Imprimer
Rien de plus banal, de nos jours, que de déguster une glace ou un sorbet. Un plaisir gourmand qui ne date pas d’hier puisqu’il remonte à l'Antiquité. Mais savez-vous que jusqu’à l’apparition de la réfrigération, au XIXème siècle, nos ancêtres ont dû accomplir de véritables exploits pour satisfaire ce besoin de fraîcheur ?

A partir de 1860, année de rattachement du Comté de Nice à la France, le tourisme se développe rapidement sur le littoral de la Côte d'Azur. La Riviera niçoise attire alors les familles royales, les souverains et les aristocrates de toute l'Europe. En plein été, il faut offrir des mets et boissons rafraichissants à la clientèle et conserver les denrées . La glace est alors indispensable pour alimenter les "chambres froides" des différents commerces. 

Or, avant l'invention des systèmes permettant de fabriquer artificiellement de la glace, les poissonneries, pâtisseries, restaurants et cafés du littoral étaient approvisionnés en glace pendant l’été par des glacières aménagées dans les vallées du Mercantour notamment. 

Les glacières étaient construites dans des zones froides, souvent à l'ubac et dans des zones boisées, pour obtenir une glace de bonne qualité et faciliter sa conservation. Il fallait choisir des sites situés à des distances acceptables du littoral (une nuit) pour limiter les pertes. Les glacières étaient toutes bâties sur le même modèle : en pierre sèche, de forme circulaire, creusées dans le sol, d'un diamètre de 6 mètres et d'une profondeur de 8 mètres.

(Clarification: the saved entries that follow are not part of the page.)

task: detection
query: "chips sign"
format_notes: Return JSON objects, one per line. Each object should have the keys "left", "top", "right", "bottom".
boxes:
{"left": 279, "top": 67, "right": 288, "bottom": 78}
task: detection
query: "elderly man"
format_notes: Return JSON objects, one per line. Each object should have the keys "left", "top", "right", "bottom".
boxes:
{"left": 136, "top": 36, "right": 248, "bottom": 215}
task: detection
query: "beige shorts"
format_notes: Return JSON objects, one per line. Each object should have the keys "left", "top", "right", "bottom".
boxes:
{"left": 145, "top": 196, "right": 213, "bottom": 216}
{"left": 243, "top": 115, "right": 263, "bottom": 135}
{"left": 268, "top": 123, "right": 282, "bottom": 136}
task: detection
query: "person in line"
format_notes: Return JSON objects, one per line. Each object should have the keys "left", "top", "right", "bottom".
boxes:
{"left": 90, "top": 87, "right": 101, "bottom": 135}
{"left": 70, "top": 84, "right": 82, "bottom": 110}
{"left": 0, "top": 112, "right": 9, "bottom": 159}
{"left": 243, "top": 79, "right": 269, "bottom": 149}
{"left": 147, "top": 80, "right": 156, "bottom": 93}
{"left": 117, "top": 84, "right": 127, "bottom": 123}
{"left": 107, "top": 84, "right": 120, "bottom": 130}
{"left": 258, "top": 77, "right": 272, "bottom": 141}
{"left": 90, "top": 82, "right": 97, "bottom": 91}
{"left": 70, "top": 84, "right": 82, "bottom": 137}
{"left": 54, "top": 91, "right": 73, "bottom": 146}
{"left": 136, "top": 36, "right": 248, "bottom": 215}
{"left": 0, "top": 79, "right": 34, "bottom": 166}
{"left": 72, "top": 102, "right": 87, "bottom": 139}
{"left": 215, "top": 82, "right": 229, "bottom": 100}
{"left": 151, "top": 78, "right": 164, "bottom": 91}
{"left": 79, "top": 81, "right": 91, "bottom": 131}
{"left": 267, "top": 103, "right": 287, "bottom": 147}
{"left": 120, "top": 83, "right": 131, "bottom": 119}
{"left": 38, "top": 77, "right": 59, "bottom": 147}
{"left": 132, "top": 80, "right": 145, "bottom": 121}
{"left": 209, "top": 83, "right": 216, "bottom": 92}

Pour obtenir de la glace et remplir les puits, deux techniques étaient utilisées :

  • Les pièges à neige : on ramassait la neige et on la tassait au fond de la glacière où elle se transformait en glace. 
  • Les pièges à glace : on construisait les glacières proches des cours d'eau. Lors des premiers froids, on découpait à la hache des blocs de glace dans la rivière, puis on les transportait dans la glacière 

Dans les deux cas, on colmatait le tout avec des feuille et de l'herbe pour éviter la présence d’air qui faciliterait la fonte. Les glacières pouvaient produire 5 000 m3 de glace par saison.

Aux beaux jours, la glace était extraite puis acheminée la nuit sur le littoral avec des charrettes et des mulets, parfois à dos d'homme. Les « pains » de glace, de 50 kg, étaient empaquetés dans de grands sacs de jute, et emballés dans des branches de chêne, de sapin ou de hêtre. Il y avait forcément de la perte pendant le trajet, 50 % environ. 

Dans le Mercantour, les principales glacières retrouvées sont situées sur la commune de Moulinet (et sur la commune de Lucéram). Elles alimentaient surtout la zone littorale. Il en existe également dans la Vésubie qui servaient à alimenter la "Petite Suisse Niçoise", Saint Martin Vésubie, haut lieu du tourisme "climatique" à partir de 1860, et Nice également. La vente de la glace était une ressource non négligeable pour les habitants du haut-pays.

Certaines glacières, comme celle représentée ici, ont résisté au temps. Un petit patrimoine rural isolé, parfois anodin, qui témoigne pourtant d'un grand pan (de glace:-)) de l'histoire du Mercantour et qui inspire le plus grand respect pour ces montagnards qui ont su "dompter" ce liquide si précieux.